MW: The interviews with the US soldiers were particularly telling. What do you think the impact of the events and the killings they carried out will be on the soldiers’ lives?

SR: They seemed completely disgusted by what they had seen in Iraq.

MW: What were your findings with regard to the Iraqi people and their relation to the occupation?

SR: Outside the political establishment set up by the coalition authorities, the Western presence in Iraq is unwelcome. According to a recent poll, only 6 percent of the population still tolerates the presence of Americans in their territory.

MW: Your documentary provoked a reaction at an international level, attracting the majority of people who think this war is unjust or criminal. Were you expecting this type of attention?

SR: The audience’s reaction has been incredible in some ways. In just a few days, we had 4 million visitors to the web site. Although no nationally syndicated TV network has cared to broadcast the documentary during prime time, Italians are organising their own “prime time.” There are hundreds of private viewings in associations, clubs, halls. It’s been shown even on the walls of a shopping mall in Rome during shopping hours.

MW: Why do you think that in times like these filmmakers and artists in general feel compelled to tell the truth, to some extent more than the media?

SR: Because they feel they must fill the hole, the absence that common people no longer tolerate. Information is poor, not just in Italy, but all over the world.

MW: What was the response of the media to your work? The reason I ask is that I was in Italy when the documentary was shown, and I saw that, while the media presented it, it simultaneously tried to deny its veracity by means of selected interviews with US soldiers and officers.

SR: There have been newspapers that have given proper exposure to our denunciation, others that have tried to question its authenticity. Every frame of our reportage has been analysed. I think if they had done the same work of verification on the sources that “proved” Saddam Hussein’s possession of WMDs at the beginning of the conflict, the history of this war would have been different.

MW: What was RAI’s position in all this? Did they facilitate it, and if so, to what extent? Also, did the Berlusconi network approach you? Did you have any reaction from his ruling coalition?

SR: RAI, through Rainews 24, fulfilled its duty as a public service denouncing a real problem. I know nothing about political reactions. As I said earlier, I don’t think it’s a journalist’s concern.

MW: You interviewed Giuliana Sgrena, the journalist who was allegedly kidnapped by Iraqis and then, when released, was nearly killed by US fire [one Italian agent was actually killed]. Your documentary clearly implies the possibility that none of that was a mistake or a coincidence: do you think there is a deliberate effort to suppress information and preclude journalists from reporting the real Iraq?
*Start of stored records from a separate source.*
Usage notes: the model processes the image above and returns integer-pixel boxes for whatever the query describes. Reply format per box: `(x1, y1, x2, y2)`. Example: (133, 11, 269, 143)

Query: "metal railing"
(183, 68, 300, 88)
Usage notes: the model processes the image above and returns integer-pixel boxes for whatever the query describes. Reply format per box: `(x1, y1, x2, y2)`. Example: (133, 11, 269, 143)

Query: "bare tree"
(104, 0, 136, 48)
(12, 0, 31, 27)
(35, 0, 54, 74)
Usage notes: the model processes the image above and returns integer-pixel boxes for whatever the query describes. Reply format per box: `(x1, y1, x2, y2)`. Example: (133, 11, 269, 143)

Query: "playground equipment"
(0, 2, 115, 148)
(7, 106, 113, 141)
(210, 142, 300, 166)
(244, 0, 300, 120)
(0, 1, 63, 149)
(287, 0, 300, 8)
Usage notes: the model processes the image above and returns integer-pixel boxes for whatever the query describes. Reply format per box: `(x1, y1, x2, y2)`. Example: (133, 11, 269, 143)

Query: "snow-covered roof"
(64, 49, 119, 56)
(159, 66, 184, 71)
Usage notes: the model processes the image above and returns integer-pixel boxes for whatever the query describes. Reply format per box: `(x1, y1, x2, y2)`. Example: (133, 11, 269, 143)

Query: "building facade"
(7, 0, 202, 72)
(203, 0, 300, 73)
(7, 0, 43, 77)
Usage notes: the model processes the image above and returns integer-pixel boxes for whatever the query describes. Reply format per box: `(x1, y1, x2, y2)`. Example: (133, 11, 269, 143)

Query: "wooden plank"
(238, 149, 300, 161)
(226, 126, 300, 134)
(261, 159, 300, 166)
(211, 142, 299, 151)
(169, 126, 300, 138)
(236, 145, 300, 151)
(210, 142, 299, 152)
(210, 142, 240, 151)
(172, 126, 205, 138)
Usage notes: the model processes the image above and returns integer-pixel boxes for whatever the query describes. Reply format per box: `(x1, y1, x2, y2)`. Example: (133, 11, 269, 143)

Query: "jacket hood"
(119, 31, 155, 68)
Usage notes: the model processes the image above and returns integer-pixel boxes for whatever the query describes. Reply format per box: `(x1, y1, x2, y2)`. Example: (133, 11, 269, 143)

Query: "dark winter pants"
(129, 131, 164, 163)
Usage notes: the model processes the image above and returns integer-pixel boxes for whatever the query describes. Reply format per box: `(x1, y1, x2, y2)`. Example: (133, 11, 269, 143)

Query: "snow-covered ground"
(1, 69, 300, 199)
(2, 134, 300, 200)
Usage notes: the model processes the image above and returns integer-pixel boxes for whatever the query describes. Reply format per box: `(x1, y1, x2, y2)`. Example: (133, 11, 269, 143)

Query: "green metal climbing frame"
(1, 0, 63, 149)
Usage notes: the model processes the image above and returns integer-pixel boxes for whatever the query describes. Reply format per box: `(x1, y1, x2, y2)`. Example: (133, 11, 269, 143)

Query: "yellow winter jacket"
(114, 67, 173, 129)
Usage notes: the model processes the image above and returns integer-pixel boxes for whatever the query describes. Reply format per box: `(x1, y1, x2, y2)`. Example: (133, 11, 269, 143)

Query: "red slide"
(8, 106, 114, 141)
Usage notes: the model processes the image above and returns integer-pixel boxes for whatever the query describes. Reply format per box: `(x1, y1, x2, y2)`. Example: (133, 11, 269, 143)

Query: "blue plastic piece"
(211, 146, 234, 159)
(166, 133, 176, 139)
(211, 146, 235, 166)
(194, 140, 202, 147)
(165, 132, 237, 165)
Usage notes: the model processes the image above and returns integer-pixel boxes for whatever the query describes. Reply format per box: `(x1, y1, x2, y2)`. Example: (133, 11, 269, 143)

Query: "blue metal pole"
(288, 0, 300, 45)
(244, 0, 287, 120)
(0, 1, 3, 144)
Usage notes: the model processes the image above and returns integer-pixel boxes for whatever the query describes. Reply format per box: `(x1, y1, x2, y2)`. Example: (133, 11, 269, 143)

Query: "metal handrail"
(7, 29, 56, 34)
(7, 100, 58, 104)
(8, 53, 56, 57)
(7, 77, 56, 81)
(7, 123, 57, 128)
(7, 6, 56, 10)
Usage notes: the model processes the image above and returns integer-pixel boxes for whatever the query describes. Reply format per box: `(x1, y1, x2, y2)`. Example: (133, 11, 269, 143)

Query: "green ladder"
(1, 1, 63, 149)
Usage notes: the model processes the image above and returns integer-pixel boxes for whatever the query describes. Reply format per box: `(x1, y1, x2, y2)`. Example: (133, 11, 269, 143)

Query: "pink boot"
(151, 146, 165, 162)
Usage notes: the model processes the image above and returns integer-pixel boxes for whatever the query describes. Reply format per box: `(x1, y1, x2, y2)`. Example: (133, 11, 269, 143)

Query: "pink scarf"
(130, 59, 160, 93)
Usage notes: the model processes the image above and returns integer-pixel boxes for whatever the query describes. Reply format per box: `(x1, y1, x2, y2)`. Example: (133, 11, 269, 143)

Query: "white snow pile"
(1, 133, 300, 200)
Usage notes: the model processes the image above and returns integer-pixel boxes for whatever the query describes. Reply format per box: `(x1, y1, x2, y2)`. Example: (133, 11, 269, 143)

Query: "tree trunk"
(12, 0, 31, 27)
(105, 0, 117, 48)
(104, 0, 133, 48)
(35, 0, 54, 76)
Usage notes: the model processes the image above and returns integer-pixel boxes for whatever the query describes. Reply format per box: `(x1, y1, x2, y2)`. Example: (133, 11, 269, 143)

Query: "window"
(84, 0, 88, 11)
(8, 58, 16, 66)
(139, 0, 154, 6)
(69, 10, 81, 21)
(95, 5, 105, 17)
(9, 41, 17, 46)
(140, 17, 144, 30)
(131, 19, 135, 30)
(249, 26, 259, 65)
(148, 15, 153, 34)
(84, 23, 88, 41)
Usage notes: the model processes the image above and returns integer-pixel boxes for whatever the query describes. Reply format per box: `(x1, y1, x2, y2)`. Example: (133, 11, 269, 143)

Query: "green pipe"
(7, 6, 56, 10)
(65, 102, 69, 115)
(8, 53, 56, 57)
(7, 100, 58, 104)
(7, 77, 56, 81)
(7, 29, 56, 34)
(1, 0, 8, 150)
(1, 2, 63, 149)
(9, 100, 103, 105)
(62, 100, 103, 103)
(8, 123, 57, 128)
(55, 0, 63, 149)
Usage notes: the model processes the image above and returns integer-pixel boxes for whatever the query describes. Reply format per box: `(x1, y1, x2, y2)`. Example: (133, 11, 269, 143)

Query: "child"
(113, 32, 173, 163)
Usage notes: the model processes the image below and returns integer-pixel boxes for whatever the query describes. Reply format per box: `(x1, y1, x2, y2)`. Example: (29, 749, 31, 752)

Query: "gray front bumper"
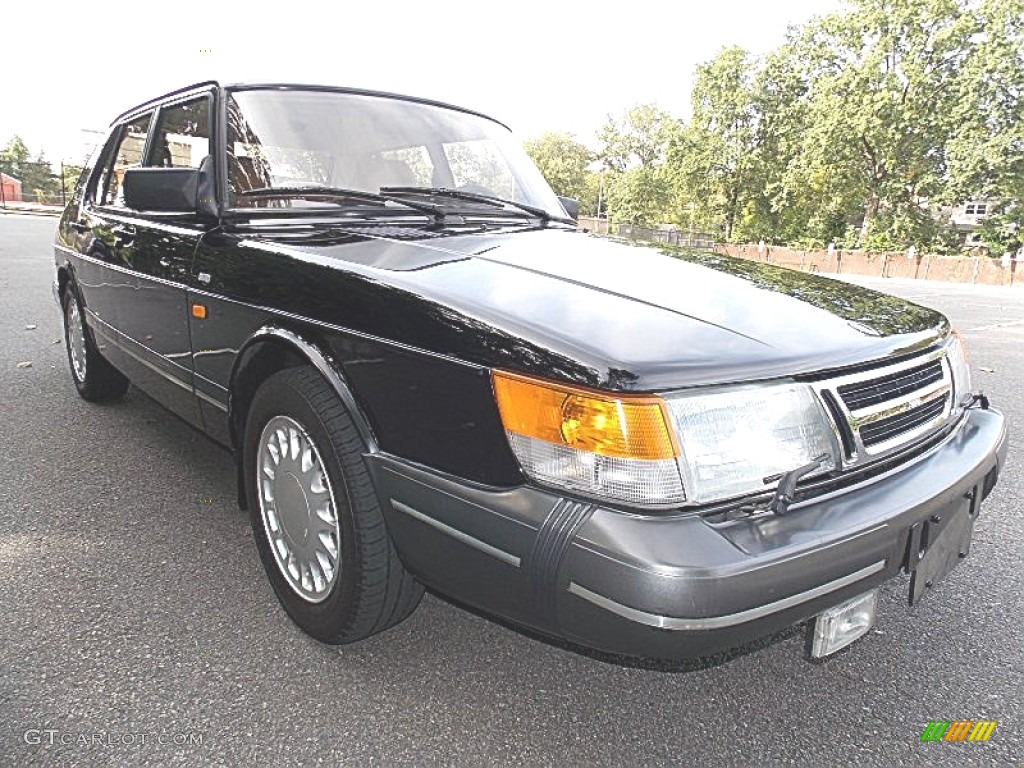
(369, 407, 1007, 659)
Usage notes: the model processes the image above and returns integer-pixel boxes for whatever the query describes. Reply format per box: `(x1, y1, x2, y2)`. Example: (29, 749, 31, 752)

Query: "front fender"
(228, 325, 379, 510)
(229, 324, 379, 452)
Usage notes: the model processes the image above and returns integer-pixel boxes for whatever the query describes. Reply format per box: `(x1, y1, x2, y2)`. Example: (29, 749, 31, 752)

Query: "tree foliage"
(596, 105, 679, 225)
(578, 0, 1023, 252)
(598, 104, 680, 172)
(523, 132, 596, 213)
(670, 47, 763, 240)
(1, 135, 61, 198)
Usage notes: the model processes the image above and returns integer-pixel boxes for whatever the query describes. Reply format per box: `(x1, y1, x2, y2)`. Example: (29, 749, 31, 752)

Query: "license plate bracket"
(909, 492, 976, 606)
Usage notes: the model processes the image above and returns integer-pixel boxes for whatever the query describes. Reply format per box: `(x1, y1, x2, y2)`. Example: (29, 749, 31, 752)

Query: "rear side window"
(148, 97, 211, 169)
(101, 113, 153, 207)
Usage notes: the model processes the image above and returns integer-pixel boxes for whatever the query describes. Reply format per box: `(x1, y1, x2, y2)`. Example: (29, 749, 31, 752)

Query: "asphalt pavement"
(1, 214, 1021, 767)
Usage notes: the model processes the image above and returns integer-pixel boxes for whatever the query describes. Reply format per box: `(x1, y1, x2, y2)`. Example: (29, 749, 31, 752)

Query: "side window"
(102, 114, 153, 207)
(148, 97, 211, 169)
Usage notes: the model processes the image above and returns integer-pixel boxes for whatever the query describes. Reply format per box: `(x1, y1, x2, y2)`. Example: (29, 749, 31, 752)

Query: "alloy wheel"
(256, 415, 342, 602)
SR: I’d better clarify this point. I don’t think there have been premeditated plots behind the kidnappings of journalists. I think that Fallujah has been one of the most censored battles because, on one side, the Americans didn’t want to show what was really happening in that city; on the other side, we saw resistance groups that, through kidnappings, further compromised free information.

MW: What are the implications of this? How do you see bourgeois democracy reorienting itself on the question of freedom of information, freedom of press, freedom of assembly?

SR: I think there’s a need for truthful information on the war as well as all other aspects of reality that are of concern in people’s lives. Today, what’s fashionable is reality shows, or rather unreality shows, as I like to define them—far from any reality or truth. Investigations like mine and many others are aired during the most unlikely hours, in the morning at 7:35 a.m. or around midnight! All this is no longer sustainable!